I saw her sitting outside a cafe when I went back a couple of months ago. She said she could hardly move, felt like her back was broken, but the doctor wouldn’t take her seriously, said she was mentally unstable. Her face was grey and twisted from the exhaustion of bearing constant pain. In the end, her friend Naz, a photographer, called up the hospital and demanded they send an ambulance immediately or she would sue them and tell the press. The ambulance came straight away and later that week Poly was diagnosed with cancer. She was put straight into a hospice.

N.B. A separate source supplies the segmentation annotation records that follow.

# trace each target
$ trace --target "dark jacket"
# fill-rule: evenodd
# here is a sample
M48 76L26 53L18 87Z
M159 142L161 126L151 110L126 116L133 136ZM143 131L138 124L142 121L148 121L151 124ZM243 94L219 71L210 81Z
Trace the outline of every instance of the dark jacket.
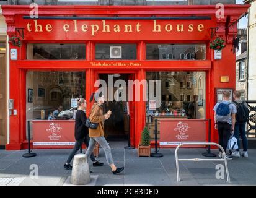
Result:
M77 110L76 113L74 126L74 137L76 140L84 138L89 133L88 128L86 126L86 114L81 110Z

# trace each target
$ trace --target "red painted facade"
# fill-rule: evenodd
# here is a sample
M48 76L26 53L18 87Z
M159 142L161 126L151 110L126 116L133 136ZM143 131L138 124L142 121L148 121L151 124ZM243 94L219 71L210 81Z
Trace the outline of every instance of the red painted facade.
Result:
M105 29L102 20L73 19L24 19L29 16L28 6L2 6L2 14L7 24L7 33L11 38L17 34L15 28L24 28L22 46L15 47L10 42L10 49L17 48L18 60L10 60L10 98L14 100L14 108L17 115L10 116L9 142L7 150L26 148L26 72L28 71L82 71L86 72L86 99L95 89L94 82L100 73L133 74L133 78L146 79L148 71L205 71L206 72L206 118L213 120L213 108L215 101L216 88L235 89L236 56L232 53L233 35L237 32L236 23L239 17L247 11L249 5L226 5L224 17L218 19L214 6L39 6L39 16L73 17L210 17L210 20L157 20L161 32L154 32L154 20L108 20L105 25L110 25L110 32ZM37 20L37 24L34 20ZM28 26L28 23L29 23ZM74 24L76 23L76 24ZM139 25L138 25L139 24ZM35 25L41 25L37 32ZM50 24L50 25L49 25ZM65 30L63 25L65 26ZM131 25L132 32L125 32L125 25ZM169 25L167 25L169 24ZM183 25L184 31L179 32L177 27ZM193 24L192 26L190 25ZM203 26L200 25L202 25ZM120 31L115 32L114 25L120 25ZM166 25L167 25L166 27ZM92 26L94 25L94 26ZM97 25L99 26L97 31ZM200 25L198 27L198 25ZM29 28L28 28L29 27ZM180 27L180 26L179 26ZM211 27L218 27L216 35L226 41L223 50L222 59L214 59L214 51L210 49ZM193 29L193 31L192 31ZM117 30L117 29L116 29ZM95 43L136 43L137 60L99 61L95 59ZM27 60L27 43L85 43L86 60ZM146 60L146 43L205 43L206 59L204 61L148 61ZM116 66L115 63L128 63L128 66ZM94 66L94 63L109 63L108 66ZM228 82L221 83L221 76L229 76ZM141 92L142 95L142 90ZM131 109L131 143L136 146L141 132L145 124L146 104L134 102ZM90 109L89 105L87 111ZM88 113L88 111L87 111ZM135 127L136 126L136 127ZM218 133L211 128L211 140L218 142ZM208 137L208 134L206 134Z

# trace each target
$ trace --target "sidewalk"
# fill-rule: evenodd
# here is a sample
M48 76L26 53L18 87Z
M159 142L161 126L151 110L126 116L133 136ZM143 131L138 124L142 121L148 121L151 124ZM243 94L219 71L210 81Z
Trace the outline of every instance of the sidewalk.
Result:
M137 150L125 150L126 142L110 142L112 155L117 166L125 166L122 174L113 175L107 164L105 153L100 148L98 158L104 167L92 167L92 175L97 175L96 185L255 185L256 150L249 150L249 158L241 157L227 161L231 183L215 177L213 162L180 162L180 183L177 182L175 149L161 148L162 158L138 157ZM154 149L151 150L154 152ZM27 150L0 150L1 185L63 185L71 171L63 168L70 149L34 149L37 154L24 158ZM205 158L205 148L180 148L179 158ZM216 154L217 150L212 150ZM223 163L221 163L223 164ZM29 177L30 166L38 166L38 178Z

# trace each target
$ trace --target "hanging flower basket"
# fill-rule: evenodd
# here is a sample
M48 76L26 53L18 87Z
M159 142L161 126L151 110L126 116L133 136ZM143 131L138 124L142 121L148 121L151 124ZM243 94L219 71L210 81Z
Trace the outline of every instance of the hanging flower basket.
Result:
M11 41L12 42L13 45L17 47L20 47L22 45L21 38L18 36L13 36L12 37L11 37Z
M210 43L210 48L213 50L222 50L226 47L225 41L221 38L217 37Z

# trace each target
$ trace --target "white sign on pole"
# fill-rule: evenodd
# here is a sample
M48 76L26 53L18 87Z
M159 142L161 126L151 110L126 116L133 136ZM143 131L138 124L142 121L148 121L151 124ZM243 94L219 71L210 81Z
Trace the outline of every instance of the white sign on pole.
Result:
M149 100L149 110L156 110L156 100Z
M214 59L221 59L221 50L214 50Z
M12 61L17 61L18 59L18 53L17 49L10 50L10 58Z
M77 102L76 98L71 98L70 102L71 108L77 106Z

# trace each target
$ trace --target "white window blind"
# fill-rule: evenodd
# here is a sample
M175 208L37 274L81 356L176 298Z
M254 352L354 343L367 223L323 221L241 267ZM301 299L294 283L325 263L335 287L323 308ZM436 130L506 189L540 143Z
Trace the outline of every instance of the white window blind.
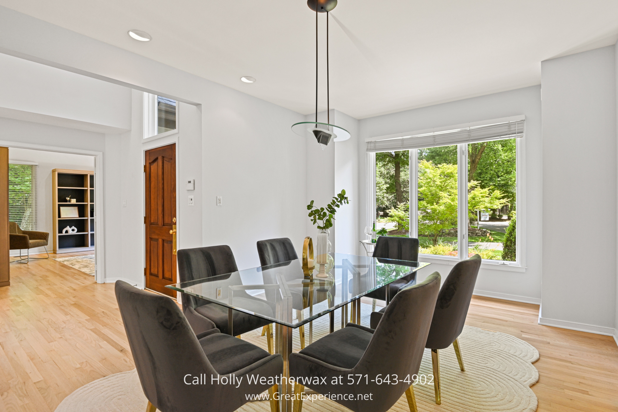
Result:
M9 164L9 220L36 230L36 165Z
M367 142L368 152L397 151L523 136L524 120L475 126Z

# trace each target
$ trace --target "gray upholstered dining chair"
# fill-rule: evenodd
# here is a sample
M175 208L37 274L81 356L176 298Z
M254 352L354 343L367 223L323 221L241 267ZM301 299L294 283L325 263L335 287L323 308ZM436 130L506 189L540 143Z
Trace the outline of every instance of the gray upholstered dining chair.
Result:
M283 371L281 355L269 355L221 333L198 340L170 298L122 280L116 282L115 288L135 368L148 400L147 412L232 412L248 401L247 395L268 389L272 397L276 388L249 383L247 376L279 376ZM238 384L211 380L231 376ZM195 379L198 384L190 384ZM276 410L273 401L271 411Z
M238 271L232 250L227 245L211 246L193 249L180 249L177 253L178 276L180 282L232 273ZM234 292L236 301L244 301L243 308L254 308L258 313L274 313L273 305L263 299L252 296L243 290ZM196 334L218 328L224 334L227 330L227 308L195 296L182 293L182 311ZM232 328L239 335L269 322L244 312L233 311Z
M414 389L404 380L418 372L439 288L440 274L434 272L425 282L399 290L375 331L349 323L292 353L290 376L300 377L300 383L294 385L295 394L305 385L320 393L352 394L353 400L336 396L331 399L355 412L385 412L405 392L410 411L416 412ZM378 384L373 378L381 374L397 374L398 381ZM350 374L371 377L362 384L331 384L333 377L343 376L345 379ZM303 379L316 377L320 378L318 383ZM358 395L369 393L373 394L373 401L356 400ZM300 412L302 401L294 401L295 411Z
M418 261L418 239L413 237L379 236L372 257L417 262ZM415 275L412 273L391 283L388 286L391 288L391 296L395 296L399 288L412 280ZM383 286L365 295L366 298L373 299L372 311L376 309L376 299L386 300L386 287Z
M431 350L431 363L433 366L434 391L436 403L442 403L440 395L440 356L439 350L446 349L452 343L457 356L459 369L465 371L464 360L457 338L464 329L468 308L472 299L472 292L476 283L476 277L481 267L481 256L475 254L470 259L459 262L453 266L444 284L440 289L433 313L431 328L430 329L425 347ZM386 310L373 312L371 317L371 327L378 327Z
M287 237L277 239L267 239L258 240L257 243L258 254L260 256L260 264L263 267L273 266L284 262L295 260L298 258L294 250L292 241ZM274 282L274 279L273 282ZM333 285L327 293L315 293L313 303L319 303L328 298L329 293L334 296L336 285ZM299 321L303 320L303 309L307 307L308 299L308 288L290 287L292 293L292 307L296 310L296 316ZM321 298L320 296L322 296ZM311 322L310 322L310 324ZM272 335L272 325L268 327L269 333ZM262 335L266 333L266 327L262 330ZM300 348L305 348L305 326L298 327L298 334L300 341Z

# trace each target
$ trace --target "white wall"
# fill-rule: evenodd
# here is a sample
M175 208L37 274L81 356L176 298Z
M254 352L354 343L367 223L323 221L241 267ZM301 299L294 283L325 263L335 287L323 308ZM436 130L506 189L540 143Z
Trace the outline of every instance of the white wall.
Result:
M343 127L350 134L347 140L336 141L334 145L335 193L345 189L345 196L350 200L349 204L339 208L335 216L335 248L339 253L357 254L362 247L358 241L365 238L363 230L359 232L358 228L358 209L361 205L358 195L358 120L339 111L332 111L332 124Z
M616 77L614 46L541 63L543 324L613 334Z
M366 138L420 130L524 114L526 116L525 228L527 245L525 272L481 267L475 293L478 295L538 303L541 298L541 248L543 168L541 139L541 90L533 86L510 91L465 99L359 121L358 156L359 195L358 227L365 225ZM485 266L486 265L483 265ZM450 265L433 264L425 270L449 273Z
M74 120L94 131L97 126L130 128L130 89L126 87L1 54L0 78L6 79L0 82L3 117Z
M91 156L59 153L57 152L29 149L9 149L9 162L12 161L25 161L38 163L36 181L36 230L49 233L51 251L53 248L53 206L52 204L51 170L54 169L73 169L80 170L94 170L95 158ZM44 252L43 248L33 248L30 253ZM23 251L22 253L25 253ZM11 251L12 255L19 254L19 251Z

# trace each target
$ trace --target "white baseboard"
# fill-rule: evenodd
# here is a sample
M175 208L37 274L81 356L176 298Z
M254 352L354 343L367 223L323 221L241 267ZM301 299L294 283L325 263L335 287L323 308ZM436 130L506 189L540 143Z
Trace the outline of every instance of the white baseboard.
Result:
M539 316L539 324L545 326L554 326L555 327L561 327L563 329L570 329L571 330L579 330L580 332L587 332L590 334L596 334L597 335L606 335L612 336L616 340L618 345L618 339L616 338L617 331L613 327L607 326L598 326L597 325L589 325L585 323L579 323L578 322L569 322L567 321L559 321L556 319L549 319L548 317L541 317Z
M495 298L496 299L502 299L504 300L512 300L515 302L522 302L523 303L533 303L534 305L541 305L541 300L536 298L529 298L526 296L519 296L519 295L507 295L506 293L497 293L493 292L487 292L486 290L479 290L475 289L472 292L473 295L477 296L483 296L486 298Z
M132 280L131 279L127 279L124 277L106 277L105 278L105 283L106 284L115 284L116 280L122 280L123 282L126 282L132 286L137 286L137 282L135 280Z

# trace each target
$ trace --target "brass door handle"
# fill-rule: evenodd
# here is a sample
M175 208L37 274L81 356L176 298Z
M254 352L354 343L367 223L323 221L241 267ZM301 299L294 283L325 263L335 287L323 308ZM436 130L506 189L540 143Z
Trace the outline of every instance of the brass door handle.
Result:
M169 234L172 235L172 254L176 254L176 225L172 226L172 230L169 231Z

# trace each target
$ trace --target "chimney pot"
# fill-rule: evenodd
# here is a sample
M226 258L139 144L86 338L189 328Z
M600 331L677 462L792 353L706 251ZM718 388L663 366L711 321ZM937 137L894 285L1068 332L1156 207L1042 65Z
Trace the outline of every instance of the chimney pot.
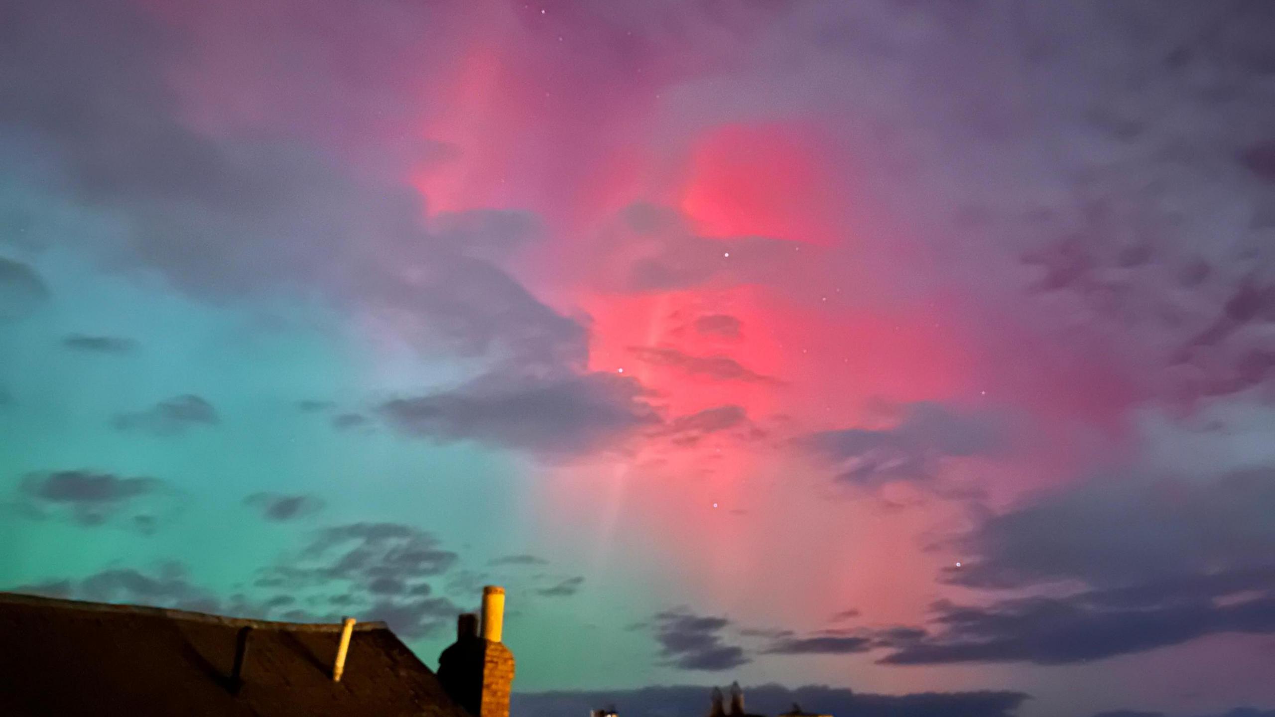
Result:
M505 626L505 588L487 586L482 588L482 637L488 642L500 642Z
M346 617L340 629L340 646L337 647L337 663L332 667L332 681L339 683L346 671L346 654L349 652L349 637L354 633L354 619Z

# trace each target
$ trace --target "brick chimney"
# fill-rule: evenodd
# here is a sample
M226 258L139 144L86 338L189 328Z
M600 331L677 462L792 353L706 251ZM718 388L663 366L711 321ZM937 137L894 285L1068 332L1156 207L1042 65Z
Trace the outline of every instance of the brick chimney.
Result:
M474 717L509 717L514 653L501 642L505 589L482 589L482 633L473 614L456 623L456 642L439 656L439 681Z

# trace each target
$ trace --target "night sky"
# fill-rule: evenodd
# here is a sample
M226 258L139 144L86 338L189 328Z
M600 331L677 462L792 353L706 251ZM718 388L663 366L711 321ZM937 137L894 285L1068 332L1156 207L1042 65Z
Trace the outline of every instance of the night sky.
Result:
M432 666L502 584L525 717L1272 709L1272 37L5 0L0 587Z

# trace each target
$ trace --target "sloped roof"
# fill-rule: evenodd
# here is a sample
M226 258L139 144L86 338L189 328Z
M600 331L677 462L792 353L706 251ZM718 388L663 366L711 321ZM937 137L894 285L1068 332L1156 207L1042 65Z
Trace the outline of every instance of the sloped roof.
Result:
M252 630L235 690L245 626ZM339 683L340 625L0 593L0 635L6 716L469 717L384 623L354 626Z

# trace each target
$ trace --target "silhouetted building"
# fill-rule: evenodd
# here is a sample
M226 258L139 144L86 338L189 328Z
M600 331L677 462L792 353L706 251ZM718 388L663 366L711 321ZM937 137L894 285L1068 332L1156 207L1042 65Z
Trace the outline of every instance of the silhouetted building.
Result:
M456 642L439 656L439 679L444 689L476 717L509 717L514 653L501 642L504 621L504 588L484 587L482 634L477 616L462 615L456 621Z
M709 693L709 717L761 717L760 714L750 714L743 708L743 689L740 683L731 683L731 706L725 707L723 702L725 698L722 695L722 690L713 688ZM813 714L810 712L802 712L801 707L793 706L792 711L780 714L779 717L831 717L830 714Z
M507 717L502 607L504 591L486 588L484 637L463 634L436 676L384 623L0 593L0 714Z

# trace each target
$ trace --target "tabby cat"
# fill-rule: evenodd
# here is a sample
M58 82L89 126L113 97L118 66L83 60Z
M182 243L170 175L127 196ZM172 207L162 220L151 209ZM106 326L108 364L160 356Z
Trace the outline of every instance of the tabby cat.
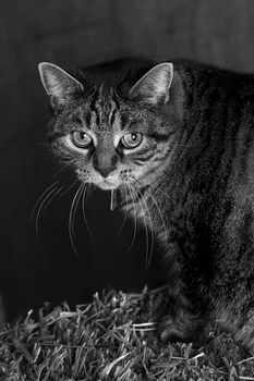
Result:
M147 59L39 73L53 151L165 249L161 340L199 345L218 319L254 349L254 76Z

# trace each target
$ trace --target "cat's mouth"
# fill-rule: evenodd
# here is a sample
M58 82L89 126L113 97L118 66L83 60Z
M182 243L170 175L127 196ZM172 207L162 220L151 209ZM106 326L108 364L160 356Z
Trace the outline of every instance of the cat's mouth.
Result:
M104 189L104 190L114 190L118 188L120 184L117 184L116 182L105 179L97 185L100 187L100 189Z

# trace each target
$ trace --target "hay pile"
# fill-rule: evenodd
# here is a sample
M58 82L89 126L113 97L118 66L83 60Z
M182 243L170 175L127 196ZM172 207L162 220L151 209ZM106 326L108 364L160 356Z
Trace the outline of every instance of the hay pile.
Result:
M0 332L0 380L254 380L254 357L221 332L206 347L162 345L155 317L167 290L109 291L70 310L32 311Z

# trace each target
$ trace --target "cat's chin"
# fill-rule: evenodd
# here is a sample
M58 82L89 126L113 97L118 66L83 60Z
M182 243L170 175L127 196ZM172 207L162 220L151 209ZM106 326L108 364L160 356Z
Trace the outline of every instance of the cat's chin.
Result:
M108 180L105 180L96 185L102 190L114 190L119 187L119 184L111 183Z

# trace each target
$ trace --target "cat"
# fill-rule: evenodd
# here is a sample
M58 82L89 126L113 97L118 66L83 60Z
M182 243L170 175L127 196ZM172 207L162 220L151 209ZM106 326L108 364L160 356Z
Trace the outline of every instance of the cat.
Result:
M202 345L217 319L254 349L254 76L142 58L39 73L53 152L164 248L160 339Z

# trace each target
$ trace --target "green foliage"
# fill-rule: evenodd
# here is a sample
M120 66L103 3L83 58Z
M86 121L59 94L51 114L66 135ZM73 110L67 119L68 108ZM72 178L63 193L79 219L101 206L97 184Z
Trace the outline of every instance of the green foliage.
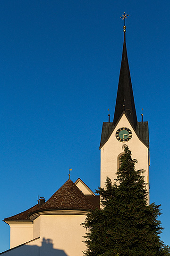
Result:
M86 256L170 256L159 234L163 228L157 219L160 205L147 204L144 170L136 171L137 161L128 146L112 184L107 177L105 188L96 191L102 210L92 210L83 224Z

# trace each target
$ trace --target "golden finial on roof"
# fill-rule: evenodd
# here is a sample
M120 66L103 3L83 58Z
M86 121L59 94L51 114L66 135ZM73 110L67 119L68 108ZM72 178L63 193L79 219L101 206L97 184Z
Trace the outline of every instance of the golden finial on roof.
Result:
M120 18L122 18L122 19L124 20L124 26L123 27L123 32L124 33L126 32L126 27L125 26L125 18L127 18L127 17L129 16L129 15L128 14L127 14L127 13L125 14L125 12L124 12L124 15L122 14L122 17L120 17Z

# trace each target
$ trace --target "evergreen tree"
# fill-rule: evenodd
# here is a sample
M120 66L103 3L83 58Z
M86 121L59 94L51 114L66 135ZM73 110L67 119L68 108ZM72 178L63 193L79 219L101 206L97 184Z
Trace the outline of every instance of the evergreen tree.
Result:
M107 177L105 188L96 191L102 209L92 210L83 224L86 256L170 256L170 250L160 240L163 228L157 219L160 205L148 205L142 174L136 171L136 159L127 146L122 164L112 184Z

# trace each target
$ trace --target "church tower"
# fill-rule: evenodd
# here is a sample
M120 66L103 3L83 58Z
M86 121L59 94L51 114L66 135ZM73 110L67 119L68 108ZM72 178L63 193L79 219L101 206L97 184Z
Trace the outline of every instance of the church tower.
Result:
M124 16L125 18L125 17ZM116 106L113 122L103 123L101 150L101 187L104 187L106 177L112 182L121 163L122 146L126 144L132 156L138 161L136 169L144 169L143 175L149 192L149 143L148 122L138 122L130 78L126 44L125 24L124 42ZM149 201L149 194L148 194Z

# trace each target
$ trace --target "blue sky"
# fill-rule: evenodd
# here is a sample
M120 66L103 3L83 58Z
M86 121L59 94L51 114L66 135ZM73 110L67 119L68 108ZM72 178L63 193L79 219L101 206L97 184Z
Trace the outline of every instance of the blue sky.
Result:
M127 46L138 119L149 121L150 201L170 245L169 0L1 0L0 219L68 179L100 185L102 124L113 118ZM9 228L0 221L0 252Z

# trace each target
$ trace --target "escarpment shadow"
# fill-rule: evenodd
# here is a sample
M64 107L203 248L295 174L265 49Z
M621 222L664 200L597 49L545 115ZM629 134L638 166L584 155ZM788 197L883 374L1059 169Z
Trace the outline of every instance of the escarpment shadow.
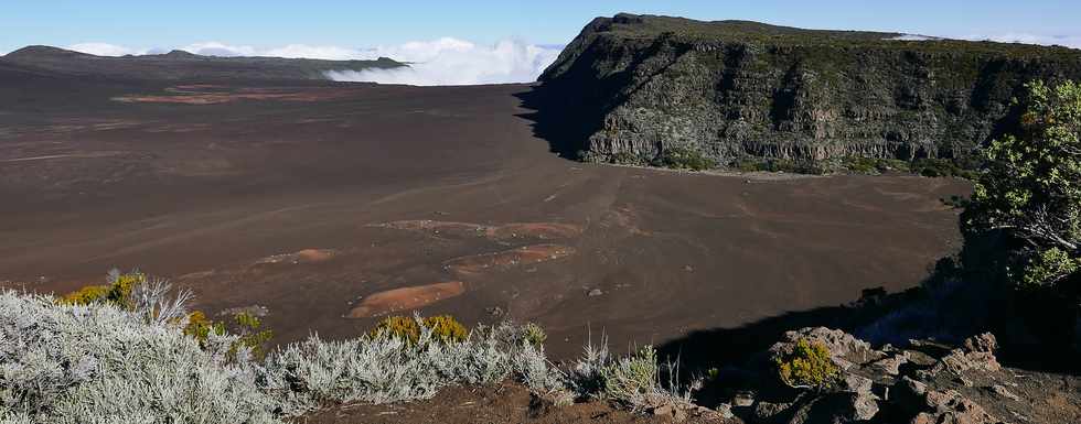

Before she was ill, Poly and I went to see her daughter sing at Cargo in London; I drove and played her my new EP in the car. She was amazed, she hadn’t wanted to come back to music because she felt she’d moved past the ‘punk’ thing, but when she heard my songs she saw there was a way to record and do gigs again that was compatible with being an adult. She thought I was crazy at the beginning of the car journey – ‘Why would you want to do that?’ – but gradually she got it. She saw I wasn’t trying to be young, she could hear that in the songs, I was myself, writing honestly about my life now. I sowed a seed, not by lecturing her, just by doing it. I’m glad she got her drive back and made her album,
Generation Indigo
, before she died. She got on with it immediately and finished way before I completed my album. She was a real doer.